I had a great 2017 documentary from Carl Reiner (If You’re Not in the Obit, Eat Breakfast, about 90+ year-olds who are thriving) but Dad watched a bit of it and wanted to go back to CNN. Even though we’d watched the hearings all day, listened to CNN on XM in the car during our drive home from Malahat, and heard about all there was to hear! Nope – Dad felt we needed to explore what other panels had to say about the day’s jaw-dropping testimonies.
At an age when many of his peers are more interested in weather coverage or (heaven help us) Fox “News” my dad has broken free of his Alberta-born right wing leanings to a small but still surprising extent. Not enough that he has anything positive to say about our prime minister, mind you, but sufficiently that he is a feminist in a great many ways who also sees Donald Trump for who and what he is – a lying, philandering, manipulative, loose-screwed con man. (In fact, that would be a rare area where he and his lady friend seem to have a difference in opinions.)
As I muted the overly loud TV several times (Dad gave up wearing hearing aids when Mom died six years ago), my father, sister, husband and I would have what verged on deep conversations about the #MeToo movement, the allegations facing Brett Kavanaugh and the testimony given by Dr. Christine Blasey Ford during those moving hours in DC last week.
But it was the quieter times when Leslie and I were alone that Leslie’s own experience with sexual assault came up. It happened before she was even in her teen years and she has had difficulty speaking about it for the 40-plus years that have followed. It has affected her deeply as she moved through her life and prompted the realization that as her own teenaged daughter begins involvement in clubs with boys her own age and older, she has to be reminded that it’s good to speak up when something happens. To know that she didn’t bring it on herself. Not to be afraid that she’ll be blamed in any way. That no does in fact mean NO.
Time and again, as we watched CNN and followed social media feeds, we heard (or heard of) women our own age discussing the Kavanaugh situation brushing it off because it may have happened when he was a teenager. We’ve read about people who blamed a young girl for getting herself into that vulnerable a position. We witnessed the same tropes that have been trotted out for generations. Have we learned nothing? Has nothing changed?

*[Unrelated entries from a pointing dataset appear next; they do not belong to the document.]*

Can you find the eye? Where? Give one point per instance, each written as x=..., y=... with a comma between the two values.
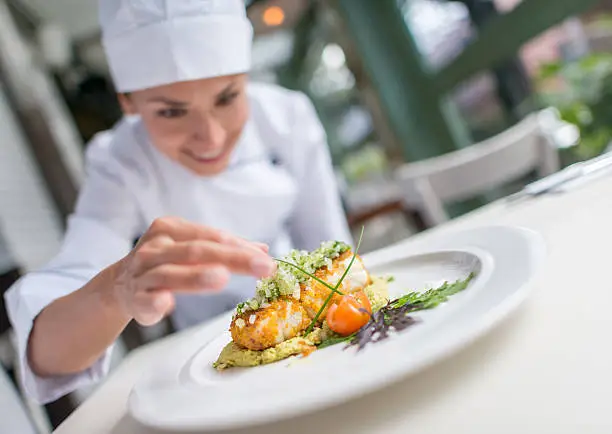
x=225, y=100
x=171, y=113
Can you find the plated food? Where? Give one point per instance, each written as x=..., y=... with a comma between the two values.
x=317, y=299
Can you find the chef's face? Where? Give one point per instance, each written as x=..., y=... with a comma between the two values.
x=195, y=123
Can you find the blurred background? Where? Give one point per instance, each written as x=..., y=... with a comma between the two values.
x=403, y=88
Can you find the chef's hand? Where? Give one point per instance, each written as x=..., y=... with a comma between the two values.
x=177, y=256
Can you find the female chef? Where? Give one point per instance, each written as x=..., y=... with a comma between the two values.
x=200, y=148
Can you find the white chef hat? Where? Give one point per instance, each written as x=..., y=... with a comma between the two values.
x=150, y=43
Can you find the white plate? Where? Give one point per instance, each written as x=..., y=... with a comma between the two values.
x=185, y=393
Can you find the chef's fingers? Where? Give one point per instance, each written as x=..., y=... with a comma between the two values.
x=184, y=278
x=237, y=259
x=149, y=308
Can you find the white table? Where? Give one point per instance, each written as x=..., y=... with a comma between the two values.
x=546, y=369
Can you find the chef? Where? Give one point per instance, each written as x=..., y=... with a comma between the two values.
x=213, y=175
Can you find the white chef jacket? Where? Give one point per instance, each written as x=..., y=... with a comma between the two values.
x=279, y=189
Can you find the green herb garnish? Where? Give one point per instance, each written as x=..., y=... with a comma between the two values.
x=331, y=294
x=433, y=297
x=396, y=315
x=312, y=276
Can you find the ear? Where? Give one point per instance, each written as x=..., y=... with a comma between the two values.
x=127, y=105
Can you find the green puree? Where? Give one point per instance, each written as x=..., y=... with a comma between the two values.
x=286, y=281
x=234, y=356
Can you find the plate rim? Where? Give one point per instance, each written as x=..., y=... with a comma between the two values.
x=460, y=339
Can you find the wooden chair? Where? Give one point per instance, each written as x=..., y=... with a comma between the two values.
x=427, y=185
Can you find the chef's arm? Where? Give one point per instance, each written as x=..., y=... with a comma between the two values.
x=172, y=256
x=74, y=331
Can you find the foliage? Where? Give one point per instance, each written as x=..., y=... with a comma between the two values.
x=582, y=92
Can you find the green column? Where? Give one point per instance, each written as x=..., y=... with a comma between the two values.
x=424, y=120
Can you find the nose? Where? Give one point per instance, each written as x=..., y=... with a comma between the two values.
x=209, y=132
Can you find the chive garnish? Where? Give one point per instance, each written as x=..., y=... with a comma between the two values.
x=331, y=294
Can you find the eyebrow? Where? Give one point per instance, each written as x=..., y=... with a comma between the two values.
x=229, y=88
x=168, y=101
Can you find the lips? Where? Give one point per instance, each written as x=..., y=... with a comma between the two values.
x=207, y=157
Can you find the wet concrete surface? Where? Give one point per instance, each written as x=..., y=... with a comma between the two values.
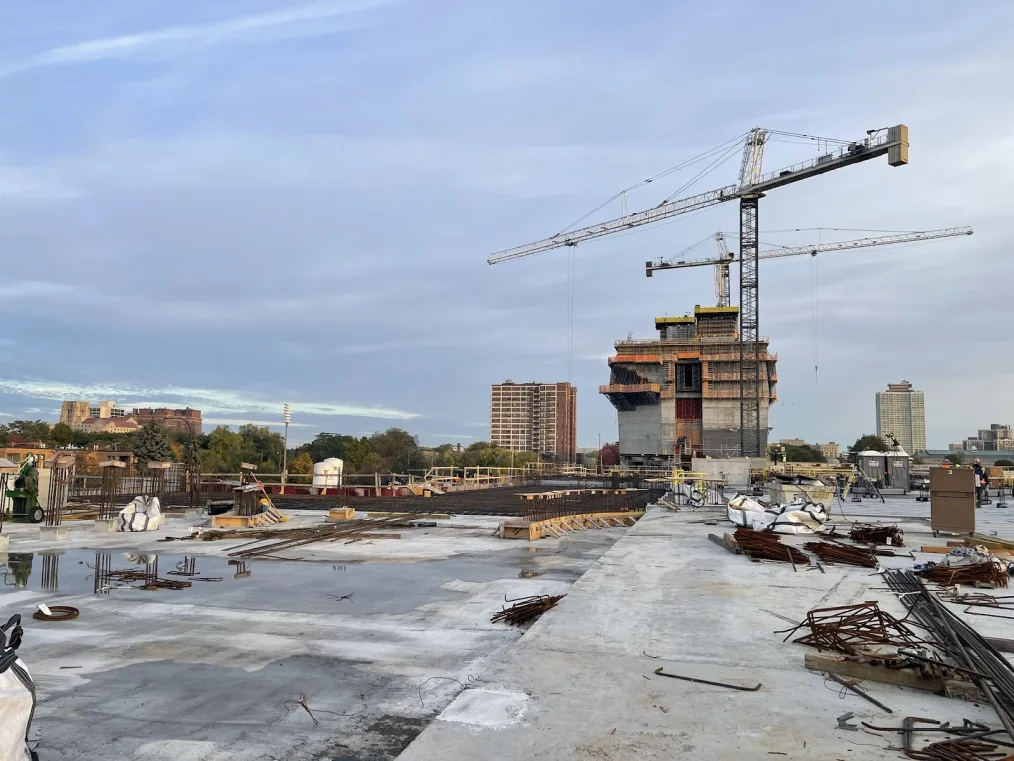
x=292, y=586
x=215, y=671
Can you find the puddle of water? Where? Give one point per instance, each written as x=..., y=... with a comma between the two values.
x=224, y=582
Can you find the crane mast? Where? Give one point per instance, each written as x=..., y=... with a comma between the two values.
x=892, y=142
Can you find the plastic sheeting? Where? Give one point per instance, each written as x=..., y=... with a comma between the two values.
x=142, y=513
x=794, y=517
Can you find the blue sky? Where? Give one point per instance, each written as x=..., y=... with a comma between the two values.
x=249, y=202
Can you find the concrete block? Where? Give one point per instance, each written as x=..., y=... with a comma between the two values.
x=104, y=526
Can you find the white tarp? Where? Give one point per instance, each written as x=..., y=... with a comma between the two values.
x=17, y=698
x=794, y=517
x=142, y=513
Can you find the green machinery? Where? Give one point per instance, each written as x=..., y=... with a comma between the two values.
x=24, y=496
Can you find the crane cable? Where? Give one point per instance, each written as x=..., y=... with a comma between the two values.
x=814, y=312
x=735, y=142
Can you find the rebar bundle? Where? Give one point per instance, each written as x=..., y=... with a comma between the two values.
x=526, y=609
x=850, y=627
x=758, y=545
x=990, y=571
x=840, y=553
x=990, y=671
x=870, y=533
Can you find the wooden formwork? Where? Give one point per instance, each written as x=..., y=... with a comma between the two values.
x=559, y=527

When a close male relative, who was the same tender age as I was, offered to show me his if I’d show him mine, I declined and told an older relative. I don’t know what she did with that information, but I’m assuming it was discussed with his mother. Leslie’s situation was different: our mom learned about it when she happened upon (or more likely sought and found) a diary. There was doubt cast on her claim (much more serious than mine, I might add) and to this day, the boy’s side of the family believes Leslie made the story up.

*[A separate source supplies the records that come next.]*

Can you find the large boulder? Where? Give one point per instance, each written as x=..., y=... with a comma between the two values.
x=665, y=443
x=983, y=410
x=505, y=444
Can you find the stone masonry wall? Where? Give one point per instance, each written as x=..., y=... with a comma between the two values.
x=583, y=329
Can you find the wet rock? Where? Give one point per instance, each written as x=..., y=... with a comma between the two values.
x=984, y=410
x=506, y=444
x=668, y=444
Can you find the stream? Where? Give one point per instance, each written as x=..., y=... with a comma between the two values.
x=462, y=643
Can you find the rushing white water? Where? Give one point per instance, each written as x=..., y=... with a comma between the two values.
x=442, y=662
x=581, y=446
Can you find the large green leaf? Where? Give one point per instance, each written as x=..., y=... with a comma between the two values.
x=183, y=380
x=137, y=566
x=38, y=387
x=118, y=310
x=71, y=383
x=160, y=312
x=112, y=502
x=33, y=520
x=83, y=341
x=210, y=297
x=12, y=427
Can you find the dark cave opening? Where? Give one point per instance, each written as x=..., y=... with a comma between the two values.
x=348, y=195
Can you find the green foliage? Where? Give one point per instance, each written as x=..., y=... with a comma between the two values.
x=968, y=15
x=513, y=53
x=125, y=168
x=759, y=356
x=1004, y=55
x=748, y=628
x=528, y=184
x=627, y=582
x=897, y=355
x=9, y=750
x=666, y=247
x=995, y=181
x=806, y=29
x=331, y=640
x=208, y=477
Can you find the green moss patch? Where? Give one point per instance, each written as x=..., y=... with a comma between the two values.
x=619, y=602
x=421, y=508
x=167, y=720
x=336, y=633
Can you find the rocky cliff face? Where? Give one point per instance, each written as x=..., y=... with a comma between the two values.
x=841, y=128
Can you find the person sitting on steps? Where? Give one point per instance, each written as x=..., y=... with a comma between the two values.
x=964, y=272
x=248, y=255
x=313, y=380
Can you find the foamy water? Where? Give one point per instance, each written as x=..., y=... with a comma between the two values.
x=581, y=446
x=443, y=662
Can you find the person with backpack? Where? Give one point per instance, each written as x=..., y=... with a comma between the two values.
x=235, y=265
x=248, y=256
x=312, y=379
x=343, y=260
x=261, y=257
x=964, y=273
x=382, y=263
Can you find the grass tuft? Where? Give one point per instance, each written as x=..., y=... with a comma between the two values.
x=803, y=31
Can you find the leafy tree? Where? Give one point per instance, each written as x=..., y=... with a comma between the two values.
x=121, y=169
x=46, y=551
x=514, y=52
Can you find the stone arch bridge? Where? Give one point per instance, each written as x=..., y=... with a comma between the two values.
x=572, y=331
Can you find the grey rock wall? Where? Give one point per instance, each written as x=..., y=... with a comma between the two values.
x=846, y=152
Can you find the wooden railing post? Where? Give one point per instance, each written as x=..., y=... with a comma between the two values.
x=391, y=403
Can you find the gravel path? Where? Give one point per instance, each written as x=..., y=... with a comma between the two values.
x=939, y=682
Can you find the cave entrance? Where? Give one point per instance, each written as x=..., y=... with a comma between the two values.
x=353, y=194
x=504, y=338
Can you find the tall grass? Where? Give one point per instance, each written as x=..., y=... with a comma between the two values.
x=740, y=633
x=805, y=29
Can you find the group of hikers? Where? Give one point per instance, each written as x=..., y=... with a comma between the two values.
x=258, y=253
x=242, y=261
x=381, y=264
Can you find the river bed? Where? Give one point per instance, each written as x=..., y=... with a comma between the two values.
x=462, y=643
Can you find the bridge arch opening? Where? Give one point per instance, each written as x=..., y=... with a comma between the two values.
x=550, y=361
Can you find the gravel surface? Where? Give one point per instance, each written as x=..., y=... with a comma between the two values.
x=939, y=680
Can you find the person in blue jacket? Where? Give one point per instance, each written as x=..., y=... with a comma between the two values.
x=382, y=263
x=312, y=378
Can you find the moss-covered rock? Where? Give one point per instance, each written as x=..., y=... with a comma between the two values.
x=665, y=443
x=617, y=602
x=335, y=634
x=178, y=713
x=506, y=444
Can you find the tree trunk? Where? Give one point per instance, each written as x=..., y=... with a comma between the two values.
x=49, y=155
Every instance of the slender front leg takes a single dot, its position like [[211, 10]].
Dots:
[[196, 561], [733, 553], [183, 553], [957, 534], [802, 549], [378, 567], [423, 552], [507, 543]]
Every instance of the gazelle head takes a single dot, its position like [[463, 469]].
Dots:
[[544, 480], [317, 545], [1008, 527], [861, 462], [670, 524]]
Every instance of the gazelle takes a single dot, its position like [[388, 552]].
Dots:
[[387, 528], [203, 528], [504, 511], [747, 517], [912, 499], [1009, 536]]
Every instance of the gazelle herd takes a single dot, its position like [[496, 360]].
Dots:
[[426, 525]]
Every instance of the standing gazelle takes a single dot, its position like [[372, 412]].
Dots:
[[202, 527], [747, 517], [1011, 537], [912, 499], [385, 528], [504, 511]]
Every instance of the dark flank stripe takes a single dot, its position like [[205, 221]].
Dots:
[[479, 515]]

I have no idea – not a clue – why someone would make up a claim of sexual assault or harrassment. The 19 women who were humiliated for their charges against Donald Trump certainly didn’t do so for the publicity. Nor did the dozens who came forward to talk about their experiences with the now-incarcerated Bill Cosby. Christine Blasey Ford didn’t step forward so that her life and that of her family could be endangered and so that she could be called every name in the book.

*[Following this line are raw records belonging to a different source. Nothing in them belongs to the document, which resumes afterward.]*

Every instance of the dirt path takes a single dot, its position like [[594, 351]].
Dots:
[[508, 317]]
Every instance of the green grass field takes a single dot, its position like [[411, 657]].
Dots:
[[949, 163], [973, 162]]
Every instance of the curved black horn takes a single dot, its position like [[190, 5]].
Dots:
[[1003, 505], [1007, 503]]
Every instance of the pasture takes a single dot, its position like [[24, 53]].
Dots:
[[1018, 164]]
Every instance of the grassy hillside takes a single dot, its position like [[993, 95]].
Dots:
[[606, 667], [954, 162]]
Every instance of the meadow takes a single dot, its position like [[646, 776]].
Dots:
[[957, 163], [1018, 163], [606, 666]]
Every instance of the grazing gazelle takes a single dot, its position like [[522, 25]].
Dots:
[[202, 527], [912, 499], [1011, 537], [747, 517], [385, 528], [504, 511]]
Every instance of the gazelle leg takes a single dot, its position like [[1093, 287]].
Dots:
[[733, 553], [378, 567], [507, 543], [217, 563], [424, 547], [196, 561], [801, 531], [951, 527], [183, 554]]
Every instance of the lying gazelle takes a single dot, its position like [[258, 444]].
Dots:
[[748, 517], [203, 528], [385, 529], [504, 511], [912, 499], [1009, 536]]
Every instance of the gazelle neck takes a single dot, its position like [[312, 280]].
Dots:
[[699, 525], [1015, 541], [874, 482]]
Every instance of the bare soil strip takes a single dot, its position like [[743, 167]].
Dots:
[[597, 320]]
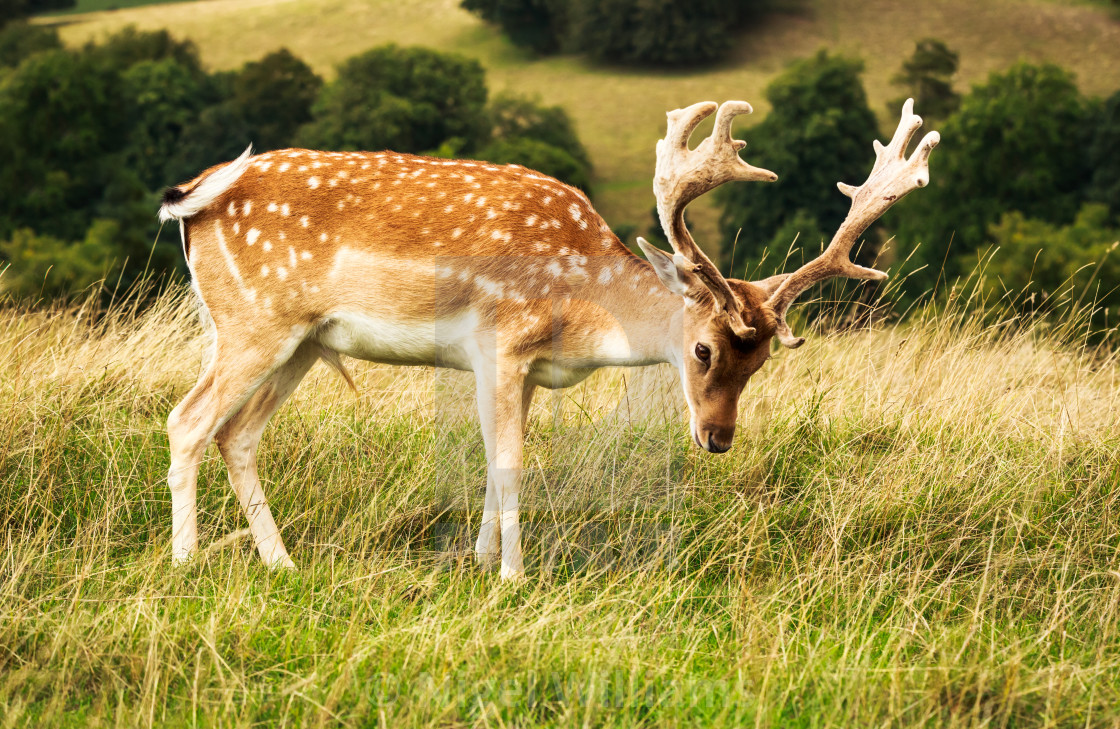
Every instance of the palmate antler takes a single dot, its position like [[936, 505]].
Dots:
[[683, 175], [890, 179]]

My own experiences, ones that I can back up with a handwritten daily diary that I kept from age 12 to about 42, don’t compare with those of Ford or even my own sister. But you don’t forget the details. You never forget the details. All we can do is hope that last week’s news events prompted a great many more intergenerational conversations on topics that were long ago shoved deeply into a drawer. It’s time to bring them into the sunlight – what they call the best disinfectant, yes?
Back tomorrow on a lighter note. I think we all need it these days.